Death had been busy with the members of his family in the long interval that had passed since he and his father left England. His nearest surviving relative was his uncle—his father’s younger brother—who occupied a post of high importance in the Foreign Office. To this gentleman he now wrote, announcing his arrival in England, and his anxiety to qualify himself for employment in a Government office. “Be so good as to grant me an interview,” he concluded; “and I hope to satisfy you that I am not unworthy of your kindness, if you will exert your influence in my favour.”

He sent away his letter at once by a private messenger, with instructions to wait for an answer.

It was not without doubt, and even pain, that he had opened communication with a man whose harsh treatment of his father it was impossible for him to forget.
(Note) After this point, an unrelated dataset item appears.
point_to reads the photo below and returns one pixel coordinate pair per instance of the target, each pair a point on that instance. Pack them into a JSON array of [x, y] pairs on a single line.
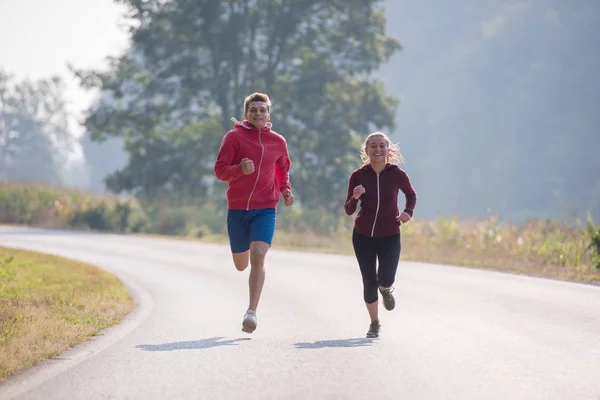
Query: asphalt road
[[456, 333]]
What could the son expect? There was but one hope. Time might have inclined the younger brother to make atonement to the memory of the elder, by a favourable reception of his nephew’s request.

His father’s last words of caution, his own boyish promise not to claim kindred with his relations in England, were vividly present to the mind of Amelius, while he waited for the return of the messenger. His one justification was in the motives that animated him. Circumstances, which his father had never anticipated, rendered it an act of duty towards himself to make the trial at least of what his family interest could do for him. There could be no sort of doubt that a man of Mr. Farnaby’s character would yield, if Amelius could announce that he had the promise of an appointment under Government—with the powerful influence of a near relation to accelerate his promotion. He sat, idly drawing lines on the blotting-paper; at one moment regretting that he had sent his letter; at another, comforting himself in the belief that, if his father had been living to advise him, his father would have approved of the course that he had taken.